# Transient and limiting distribution of the M/M/∞ queue

Suppose customers arrive to a queue according to a Poisson process with intensity ${\lambda}$, have independent service times with distribution ${G(t)}$, and there is an infinite number of servers available, so that service begins immediately as a customer enters the system. Assume further that the system is empty at time ${0}$. Let ${X(t)}$ be the number of customers in the system at time ${t}$; what is the distribution of ${X(t)}$?

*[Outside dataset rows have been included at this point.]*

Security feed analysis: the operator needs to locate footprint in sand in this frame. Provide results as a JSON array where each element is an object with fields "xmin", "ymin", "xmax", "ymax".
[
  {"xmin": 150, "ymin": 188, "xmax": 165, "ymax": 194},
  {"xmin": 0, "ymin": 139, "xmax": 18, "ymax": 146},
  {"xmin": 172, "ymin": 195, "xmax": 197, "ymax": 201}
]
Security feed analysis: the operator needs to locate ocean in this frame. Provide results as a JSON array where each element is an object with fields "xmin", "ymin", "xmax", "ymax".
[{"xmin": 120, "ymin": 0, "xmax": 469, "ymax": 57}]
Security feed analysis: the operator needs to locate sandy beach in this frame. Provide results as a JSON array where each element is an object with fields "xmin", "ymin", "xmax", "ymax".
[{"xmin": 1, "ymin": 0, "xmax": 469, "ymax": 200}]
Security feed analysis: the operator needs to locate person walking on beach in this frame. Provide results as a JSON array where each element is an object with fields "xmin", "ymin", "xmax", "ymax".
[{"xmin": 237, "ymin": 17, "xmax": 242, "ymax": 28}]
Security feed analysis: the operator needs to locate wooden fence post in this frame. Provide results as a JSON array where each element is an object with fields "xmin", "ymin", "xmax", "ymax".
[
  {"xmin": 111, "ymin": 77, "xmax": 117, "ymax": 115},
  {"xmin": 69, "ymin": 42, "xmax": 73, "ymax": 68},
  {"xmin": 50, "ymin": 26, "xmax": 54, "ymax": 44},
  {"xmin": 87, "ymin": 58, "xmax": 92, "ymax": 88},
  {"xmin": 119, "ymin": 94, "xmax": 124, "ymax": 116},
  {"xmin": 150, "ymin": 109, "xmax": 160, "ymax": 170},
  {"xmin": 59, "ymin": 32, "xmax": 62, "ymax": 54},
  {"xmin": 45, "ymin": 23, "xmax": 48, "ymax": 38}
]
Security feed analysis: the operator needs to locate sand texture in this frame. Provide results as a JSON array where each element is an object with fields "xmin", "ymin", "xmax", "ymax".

A customer who enters the system at time ${s\leqslant t}$ will still be in the system at time ${t}$ with probability ${1-G(t-s)}$. Let ${\{N(t):t\in\mathbb R_+\}}$ be a Poisson process with intensity ${\lambda}$ and ${N_1(t) = (1-G(t-s))N(t)}$, ${0\leqslant s\leqslant t}$. Then ${N_1(t)=X(t)}$, and so for each nonnegative integer ${k}$

\displaystyle \begin{aligned} \mathbb P_0(X(t) = k) &= \mathbb P_0(N_1(t) = k)\\ &= \exp\left( -\lambda \int_0^t (1-(G(t-s)))\ \mathsf ds\right) \frac{\left(\lambda\int_0^t (1-(G(t-s)))\ \mathsf ds \right)^k}{k!}\\ &= \exp\left( -\lambda \int_0^t (1-(G(s)))\ \mathsf ds\right) \frac{\left(\lambda\int_0^t (1-(G(s)))\ \mathsf ds \right)^k}{k!}.\\ \end{aligned}

In the case where ${G(t) = 1-e^{-\mu(t)}}$, that is, the service times are exponentially distributed with rate ${\mu}$, we have

$\displaystyle \int_0^t (1-G(s))\ \mathsf ds = \int_0^t e^{-\mu t} = \frac1\mu \left(1 - e^{-\mu t}\right),$

and hence

$\displaystyle \mathbb P_0(X(t) = k) = \exp\left(-\frac\lambda\mu\left(1-e^{-\mu t}\right)\right) \frac{\left(\frac\lambda\mu\left(1-e^{-\mu t}\right)\right)^k}{k!}.$

The expected number of customers at time ${t}$ is then

\displaystyle \begin{aligned} \mathbb E_0[X(t)] &= \sum_{k=1}^\infty k\cdot \mathbb P_0(X(t)=k)\\ &= \sum_{k=1}^\infty k\cdot \exp\left(-\frac\lambda\mu\left(1-e^{-\mu t}\right)\right) \frac{\left(\frac\lambda\mu\left(1-e^{-\mu t}\right)\right)^k}{k!}\\ &= \frac\lambda\mu\left(1-e^{-\mu t}\right)\exp\left(-\frac\lambda\mu\left(1-e^{-\mu t}\right)\right)\sum_{k=0}^\infty \frac{\left(\frac\lambda\mu\left(1-e^{-\mu t}\right)\right)^k}{k!}\\ &= \frac\lambda\mu\left(1-e^{-\mu t}\right)\exp\left(-\frac\lambda\mu\left(1-e^{-\mu t}\right)\right)\exp\left(\frac\lambda\mu\left(1-e^{-\mu t}\right)\right)\\ &= \frac\lambda\mu\left(1-e^{-\mu t}\right). \end{aligned}

Moreover, we observe that

$\displaystyle \lim_{t\rightarrow\infty} \mathbb P_0(X(t)=k) = e^{-\frac\lambda\mu}\frac{\left(\frac\lambda\mu\right)}{k!},$

which is the same as the stationary distribution ${\pi}$ of ${\{X(t)\}}$ derived from the generalized global balance equations

$\displaystyle \lambda \pi_k = (k+1)\mu \pi_{k+1},\quad n=0,1,2,\ldots$

(normalized by the condition ${\sum_{n=0}^\infty \pi_k=1}$).